Ela levou a mão a testa e derrubou mais algumas lágrimas. As duas sentaram na grama por vários segundos e ficaram quietas, até que Luísa conseguisse se recompor.
— Nós precisamos ter muito cuidado, Liz. Não sei mais em quem confiar.
— Eu também estou me sentindo perdida. Faz muitas semanas. Eu estava sem saber o que fazer já. Precisava contar tudo para senhora.
— Minha menina... é claro que você tinha que me contar tudo. Não sei como ficou com isso tanto tempo sozinha.
— Eu não poderia deixar a senhora tão vulnerável perto dele. Eu tenho certeza que Artur está por trás desse acidente também. Aquele filho da puta!
A ira tomou conta de seu ser novamente. Tinha ganas de esganar Artur com as próprias mãos por todo o mal que ele causara a tia. Poderia tê-la perdido. Jamais conseguiria superar aquilo. Artur havia sido muito esperto.
Com Luísa morta e a culpa caindo sobre Flávio, a aliança entre as famílias seria desfeita rapidamente. Vitória e Tomás não seriam problema já que eles nunca se envolveriam na empresa e Liz sabia que também não iria querer saber de nada envolvendo assuntos corporativos. De fato, os três sairiam da jogada de uma só vez, deixando o caminho de Artur livre.
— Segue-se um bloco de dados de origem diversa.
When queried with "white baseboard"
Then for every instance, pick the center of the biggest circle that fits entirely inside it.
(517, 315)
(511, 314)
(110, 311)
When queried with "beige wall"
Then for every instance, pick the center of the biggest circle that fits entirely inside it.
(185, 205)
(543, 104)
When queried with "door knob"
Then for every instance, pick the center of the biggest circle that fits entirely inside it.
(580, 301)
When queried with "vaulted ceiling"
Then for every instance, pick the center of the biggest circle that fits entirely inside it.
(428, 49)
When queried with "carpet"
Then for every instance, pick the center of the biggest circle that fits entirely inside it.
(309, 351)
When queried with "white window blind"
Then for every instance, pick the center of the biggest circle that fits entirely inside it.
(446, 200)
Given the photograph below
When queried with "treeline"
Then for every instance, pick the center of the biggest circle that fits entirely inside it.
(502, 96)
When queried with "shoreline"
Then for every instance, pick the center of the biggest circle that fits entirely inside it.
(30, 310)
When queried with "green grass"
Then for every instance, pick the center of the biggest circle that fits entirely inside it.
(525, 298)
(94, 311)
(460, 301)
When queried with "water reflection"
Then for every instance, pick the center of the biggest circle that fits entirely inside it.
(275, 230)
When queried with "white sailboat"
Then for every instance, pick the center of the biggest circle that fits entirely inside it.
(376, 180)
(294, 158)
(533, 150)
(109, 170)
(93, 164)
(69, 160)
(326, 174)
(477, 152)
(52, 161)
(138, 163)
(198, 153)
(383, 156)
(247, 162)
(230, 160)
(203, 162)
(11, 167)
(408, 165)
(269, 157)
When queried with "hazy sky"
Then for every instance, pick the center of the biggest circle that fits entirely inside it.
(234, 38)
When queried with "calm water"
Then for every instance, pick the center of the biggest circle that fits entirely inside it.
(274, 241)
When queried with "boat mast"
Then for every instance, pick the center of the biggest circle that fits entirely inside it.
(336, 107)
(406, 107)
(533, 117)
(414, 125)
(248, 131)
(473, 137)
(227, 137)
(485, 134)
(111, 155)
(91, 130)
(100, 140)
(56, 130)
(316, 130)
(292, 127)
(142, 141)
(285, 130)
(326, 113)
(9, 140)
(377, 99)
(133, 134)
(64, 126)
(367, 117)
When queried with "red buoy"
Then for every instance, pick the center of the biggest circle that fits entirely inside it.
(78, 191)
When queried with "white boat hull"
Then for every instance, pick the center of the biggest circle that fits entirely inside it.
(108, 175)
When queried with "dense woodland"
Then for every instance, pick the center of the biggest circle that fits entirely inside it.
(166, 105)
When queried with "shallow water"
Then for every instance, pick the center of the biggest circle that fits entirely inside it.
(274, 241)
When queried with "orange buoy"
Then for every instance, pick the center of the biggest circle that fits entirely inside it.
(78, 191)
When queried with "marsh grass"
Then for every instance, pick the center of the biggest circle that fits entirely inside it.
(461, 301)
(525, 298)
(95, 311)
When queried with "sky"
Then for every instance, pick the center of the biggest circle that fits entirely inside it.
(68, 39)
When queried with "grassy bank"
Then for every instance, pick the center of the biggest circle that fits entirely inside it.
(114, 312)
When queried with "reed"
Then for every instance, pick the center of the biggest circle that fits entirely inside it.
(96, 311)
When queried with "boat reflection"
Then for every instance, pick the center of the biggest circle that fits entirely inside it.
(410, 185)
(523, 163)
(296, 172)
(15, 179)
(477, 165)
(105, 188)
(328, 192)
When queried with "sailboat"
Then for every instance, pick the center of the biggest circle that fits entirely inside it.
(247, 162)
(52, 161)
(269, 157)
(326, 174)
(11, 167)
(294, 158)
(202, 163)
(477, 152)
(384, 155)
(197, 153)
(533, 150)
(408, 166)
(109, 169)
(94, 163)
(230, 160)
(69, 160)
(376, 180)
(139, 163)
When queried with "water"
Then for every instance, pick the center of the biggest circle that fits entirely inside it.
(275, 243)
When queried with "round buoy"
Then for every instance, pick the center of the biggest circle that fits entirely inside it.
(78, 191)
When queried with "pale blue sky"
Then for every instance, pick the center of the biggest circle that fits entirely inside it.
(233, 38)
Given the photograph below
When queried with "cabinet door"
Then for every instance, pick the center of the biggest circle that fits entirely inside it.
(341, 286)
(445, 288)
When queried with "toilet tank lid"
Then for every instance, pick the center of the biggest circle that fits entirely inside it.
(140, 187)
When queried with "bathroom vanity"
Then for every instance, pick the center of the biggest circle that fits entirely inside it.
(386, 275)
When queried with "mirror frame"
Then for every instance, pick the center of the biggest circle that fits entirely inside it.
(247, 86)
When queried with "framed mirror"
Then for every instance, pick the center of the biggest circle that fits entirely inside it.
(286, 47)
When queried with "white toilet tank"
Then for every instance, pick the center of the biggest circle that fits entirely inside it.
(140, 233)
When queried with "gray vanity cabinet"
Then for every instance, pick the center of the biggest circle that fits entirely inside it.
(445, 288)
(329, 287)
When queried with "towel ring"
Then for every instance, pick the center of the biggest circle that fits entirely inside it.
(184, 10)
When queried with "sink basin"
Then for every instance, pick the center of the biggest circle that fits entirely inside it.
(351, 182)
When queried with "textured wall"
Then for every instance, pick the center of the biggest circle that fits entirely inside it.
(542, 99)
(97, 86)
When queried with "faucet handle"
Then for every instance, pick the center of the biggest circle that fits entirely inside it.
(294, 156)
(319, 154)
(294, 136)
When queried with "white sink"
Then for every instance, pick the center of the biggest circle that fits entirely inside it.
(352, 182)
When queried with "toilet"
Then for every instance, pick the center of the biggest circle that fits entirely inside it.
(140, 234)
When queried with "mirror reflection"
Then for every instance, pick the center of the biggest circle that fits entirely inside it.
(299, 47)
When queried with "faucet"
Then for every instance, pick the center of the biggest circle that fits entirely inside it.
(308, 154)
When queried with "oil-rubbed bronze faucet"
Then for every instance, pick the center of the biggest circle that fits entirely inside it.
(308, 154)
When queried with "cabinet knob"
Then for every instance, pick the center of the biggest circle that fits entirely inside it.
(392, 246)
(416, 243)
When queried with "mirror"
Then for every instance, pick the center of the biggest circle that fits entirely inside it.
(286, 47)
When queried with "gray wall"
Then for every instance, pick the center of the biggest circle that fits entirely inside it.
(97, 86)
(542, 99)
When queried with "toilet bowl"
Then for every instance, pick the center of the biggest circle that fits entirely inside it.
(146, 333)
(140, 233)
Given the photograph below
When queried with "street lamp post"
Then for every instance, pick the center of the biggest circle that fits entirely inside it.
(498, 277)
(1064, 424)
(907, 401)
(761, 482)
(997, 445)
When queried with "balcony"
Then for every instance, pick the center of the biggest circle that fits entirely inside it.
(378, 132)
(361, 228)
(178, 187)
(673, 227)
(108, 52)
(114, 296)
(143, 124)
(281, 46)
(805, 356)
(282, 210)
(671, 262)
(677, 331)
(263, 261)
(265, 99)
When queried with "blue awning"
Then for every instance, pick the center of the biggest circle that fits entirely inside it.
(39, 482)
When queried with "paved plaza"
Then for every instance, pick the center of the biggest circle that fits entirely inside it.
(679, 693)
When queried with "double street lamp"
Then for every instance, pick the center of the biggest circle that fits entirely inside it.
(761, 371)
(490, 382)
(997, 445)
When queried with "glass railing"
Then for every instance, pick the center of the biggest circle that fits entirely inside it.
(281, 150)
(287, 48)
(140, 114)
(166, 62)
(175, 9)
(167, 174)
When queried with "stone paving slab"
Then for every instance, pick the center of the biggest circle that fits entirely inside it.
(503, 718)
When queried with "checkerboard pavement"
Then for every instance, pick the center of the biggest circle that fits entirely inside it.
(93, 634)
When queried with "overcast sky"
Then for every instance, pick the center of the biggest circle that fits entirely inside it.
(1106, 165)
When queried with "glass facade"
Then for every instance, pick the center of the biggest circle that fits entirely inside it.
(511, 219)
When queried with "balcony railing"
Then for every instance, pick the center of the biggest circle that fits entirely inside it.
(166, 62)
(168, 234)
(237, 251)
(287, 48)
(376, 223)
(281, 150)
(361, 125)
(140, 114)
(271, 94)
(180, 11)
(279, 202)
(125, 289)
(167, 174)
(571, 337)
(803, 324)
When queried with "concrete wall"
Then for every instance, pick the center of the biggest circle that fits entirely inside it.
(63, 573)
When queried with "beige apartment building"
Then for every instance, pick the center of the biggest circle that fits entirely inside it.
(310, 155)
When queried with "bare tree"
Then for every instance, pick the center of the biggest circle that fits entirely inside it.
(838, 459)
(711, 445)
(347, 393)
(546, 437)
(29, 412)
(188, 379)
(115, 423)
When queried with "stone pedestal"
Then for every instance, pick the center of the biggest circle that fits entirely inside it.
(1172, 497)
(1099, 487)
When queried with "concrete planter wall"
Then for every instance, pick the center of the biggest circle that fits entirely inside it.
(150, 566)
Havia sido um plano muito maléfico. Agora era entender como ele havia conseguido tantas provas contra o tio.
Quando voltaram a casa, encontraram Artur na sala. Ele tinha a expressão séria e mexia no celular. Ele olhou para elas por cima da armação dos óculos e parecia analisá-las.
— Está tudo bem? — perguntou todo atencioso. Liz sentiu seu estômago revirar ao olhar a cara cínica dele. Luísa apenas suspirou suavemente ao seu lado e viu quando ela esboçou um meio sorriso.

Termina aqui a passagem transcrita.